I have pretty much completed the cpu portion of the emulator. Emulating the cpu isn't very difficult. Its functionality is well known. It fetches an opcode, processes it, and updates multiple flags. Probably the hardest thing is finding documentation on what each opcode does exactly and how each flag is updated. Not too bad. Some documentation might be a little misleading or a little tough to read -- some of it is written by professional writers, but not much -- there's a lot of it, though, so if you don't understand something there are about 50 other places to look.

Emulating the ppu is a lot harder. Now we're getting into the meat of the system. Again, finding documentation is harder. Also, because the exact functionality of this portion of the system isn't as well understood by me I'm a lot more reliant on documentation. Not to mention the fact that the cpu is used all over the place and is well documented by various people. Not so with the ppu. The ppu is proprietary and any documentation that exists was written by individuals who either experimented on an actual NES or read other documentation elsewhere. None of it is written by professional writers and quite frequently is a work in progress. Kind of like this blog.

So now we're getting to the point that my emulator is actually doing something. Not very much, mind you, but something. It runs for the first 20 or so opcodes then it gets into a position where the opcodes are having it read the ppu state registers to determine whether or not the ppu is in a vblank. Because my ppu is largely unwritten and the registers aren't implemented yet, this doesn't happen and the cpu pretty much just sits there waiting.

The systems all interact via various specific positions in memory. For instance, to set various features on the ppu you can write to addresses 0x2000 and 0x2001. To read what state the ppu is currently in you read from 0x2002. In 0x2002 is a number between 0 and 256 (0x00 and 0xFF). Each bit in that number indicates something about the ppu. For instance, the highest bit -- the bit on the furthest left side of the binary number -- indicates whether or not the ppu is in a vblank period, which is the period in which the television is resetting itself so that it's ready for the next frame. Vblank happens 60 times a second. Interestingly, there are some registers that you should only read from or write to during vblank because reading or writing to or from them when the ppu is drawing the frame affects that frame.
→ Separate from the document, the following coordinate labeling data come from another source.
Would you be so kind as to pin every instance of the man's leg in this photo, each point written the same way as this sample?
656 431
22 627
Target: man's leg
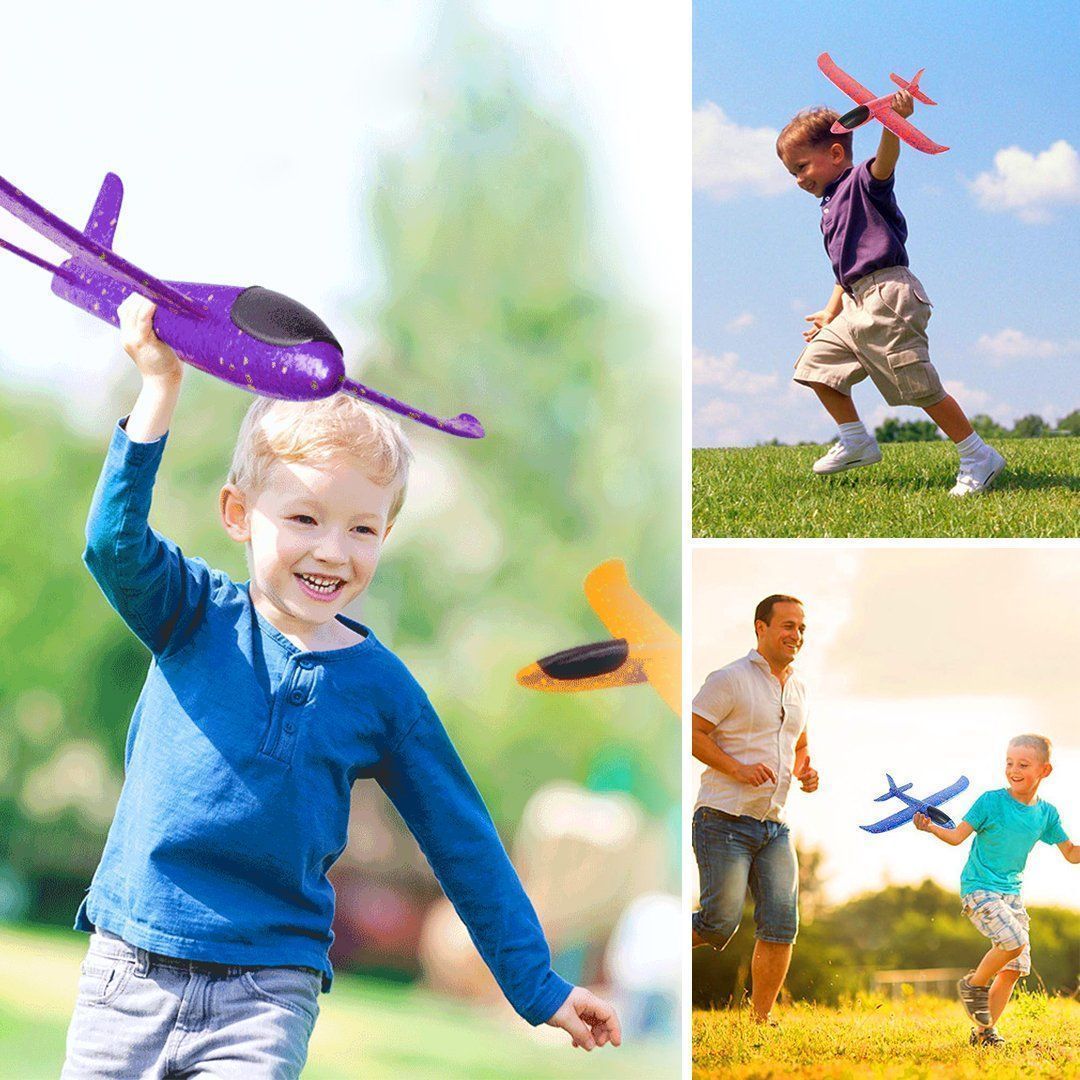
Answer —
724 853
768 972
774 882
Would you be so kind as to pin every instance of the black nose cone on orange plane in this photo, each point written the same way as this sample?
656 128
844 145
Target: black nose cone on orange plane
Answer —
586 661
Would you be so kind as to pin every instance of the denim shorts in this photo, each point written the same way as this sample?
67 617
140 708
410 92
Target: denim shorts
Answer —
733 854
142 1015
1001 917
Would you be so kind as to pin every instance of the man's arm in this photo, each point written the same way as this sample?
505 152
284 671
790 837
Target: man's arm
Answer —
802 771
953 836
1070 850
706 752
885 160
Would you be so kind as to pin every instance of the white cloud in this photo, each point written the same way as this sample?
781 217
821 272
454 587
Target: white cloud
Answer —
1011 343
729 160
724 370
1027 184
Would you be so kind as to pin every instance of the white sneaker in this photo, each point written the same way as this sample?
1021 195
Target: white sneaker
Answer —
842 456
976 476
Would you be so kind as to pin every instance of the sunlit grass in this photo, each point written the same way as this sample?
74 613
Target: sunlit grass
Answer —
770 491
919 1038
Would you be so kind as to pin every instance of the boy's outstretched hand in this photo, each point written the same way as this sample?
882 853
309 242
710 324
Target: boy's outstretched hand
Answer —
589 1020
151 355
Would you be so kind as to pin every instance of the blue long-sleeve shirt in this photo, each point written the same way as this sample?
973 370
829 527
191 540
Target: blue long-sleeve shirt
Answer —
240 758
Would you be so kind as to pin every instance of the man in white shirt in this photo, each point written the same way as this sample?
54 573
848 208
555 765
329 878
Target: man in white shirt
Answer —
750 731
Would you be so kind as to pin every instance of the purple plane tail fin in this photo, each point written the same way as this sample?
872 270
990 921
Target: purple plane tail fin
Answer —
103 218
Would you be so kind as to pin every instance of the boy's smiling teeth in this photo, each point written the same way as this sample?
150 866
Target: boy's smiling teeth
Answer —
320 583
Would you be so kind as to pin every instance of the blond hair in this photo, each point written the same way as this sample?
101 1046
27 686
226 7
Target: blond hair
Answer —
316 432
812 127
1039 743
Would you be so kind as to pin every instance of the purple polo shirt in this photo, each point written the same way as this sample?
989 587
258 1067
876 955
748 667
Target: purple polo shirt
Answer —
863 227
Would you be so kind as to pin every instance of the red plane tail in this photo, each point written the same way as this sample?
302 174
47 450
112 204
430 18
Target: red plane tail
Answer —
913 86
103 218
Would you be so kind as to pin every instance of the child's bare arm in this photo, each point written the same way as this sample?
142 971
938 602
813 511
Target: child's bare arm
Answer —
885 160
826 314
953 836
589 1020
160 367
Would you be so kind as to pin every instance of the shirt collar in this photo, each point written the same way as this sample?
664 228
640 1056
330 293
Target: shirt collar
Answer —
831 189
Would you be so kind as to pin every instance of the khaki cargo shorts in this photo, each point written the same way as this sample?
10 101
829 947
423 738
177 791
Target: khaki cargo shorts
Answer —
881 333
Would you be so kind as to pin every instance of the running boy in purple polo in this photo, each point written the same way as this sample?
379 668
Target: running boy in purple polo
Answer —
875 322
1008 823
211 909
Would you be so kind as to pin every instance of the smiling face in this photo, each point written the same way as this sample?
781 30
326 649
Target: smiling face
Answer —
314 535
814 167
1025 769
780 639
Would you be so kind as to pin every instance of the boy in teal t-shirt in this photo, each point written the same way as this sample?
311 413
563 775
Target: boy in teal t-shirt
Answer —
1008 823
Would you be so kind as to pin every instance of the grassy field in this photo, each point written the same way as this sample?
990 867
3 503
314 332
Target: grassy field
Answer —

So right now I'm in the process of implementing these registers not to mention the timing mechanism for system so that I can attempt to make the system run at the right speed so that lines are being drawn when they're supposed to be drawn and things run at the expected rate. It's tough work and is quite shittily written at this point. The main loop will probably prove to be pretty buggy. It would clearly have been easier to write a 2d game than to try to emulate the NES. That said, in my opinion this is a far cooler project and one that I'm pretty happy to be involved in. I'm trying to be careful in writing my code, but am also of the opinion that writing dirty code that kind of works helps to understand the problem space and helps you to get to the point that you can clean up the code. It's not an efficient process. It's not agile. But it has its benefits. I feel it works pretty well for hobby projects with a large problem space anyway.